Warum das wichtig ist: Ohne diese Zuordnung schaltest du vielleicht die Werbung ab, die den ersten Anstoß gab, nur weil der letzte Klick woanders herkam. Du würdest den falschen Kanal killen.

Verlass dich nicht auf das Bauchgefühl, welcher Kanal wirkt. Schau dir an, über welche Wege deine Anfragen tatsächlich kommen, auch die Umwege. Oft ist der Kanal, der den Erstkontakt bringt, wertvoller als er auf den ersten Blick aussieht.

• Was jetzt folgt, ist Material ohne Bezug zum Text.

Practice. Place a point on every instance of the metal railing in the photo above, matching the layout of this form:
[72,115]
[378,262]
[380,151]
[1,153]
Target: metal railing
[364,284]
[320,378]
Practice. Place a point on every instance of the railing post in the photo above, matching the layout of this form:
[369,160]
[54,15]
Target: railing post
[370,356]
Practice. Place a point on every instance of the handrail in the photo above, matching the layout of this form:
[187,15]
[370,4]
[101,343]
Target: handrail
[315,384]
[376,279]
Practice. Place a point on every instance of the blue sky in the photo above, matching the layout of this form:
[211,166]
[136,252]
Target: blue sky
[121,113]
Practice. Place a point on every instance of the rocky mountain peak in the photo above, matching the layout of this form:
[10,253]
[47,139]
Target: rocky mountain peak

Warum reicht es nicht, den letzten Klick zu zählen?
Weil der letzte Klick oft nur das Finale ist. Der Kunde kannte dich da schon. Wer nur den letzten zählt, unterschätzt die Kanäle, die den Kontakt überhaupt angebahnt haben.
Ist Attribution nicht sehr kompliziert?
In der Tiefe ja, aber für den Anfang reicht ein grobes Verständnis: Kunden kommen meist über mehrere Berührungspunkte. Schon dieses Denken bewahrt dich vor Fehlentscheidungen.
Mehr dazu: Beratung und Konzeption von Signo Media
Attribution ist ein zentrales Element des Performance-Marketings, da sie Einblicke in den Einfluss unterschiedlicher Marketingkanäle auf Conversions liefert. Durch die richtige Wahl des Attributionsmodells und kontinuierliche Optimierungen können Unternehmen ihr Marketingbudget effizienter einsetzen, die Customer Journey besser verstehen und langfristig ihren Umsatz steigern. Auch wenn es Herausforderungen gibt, ist eine gut durchdachte Attribution unerlässlich, um datenbasierte Entscheidungen im Marketing treffen zu können.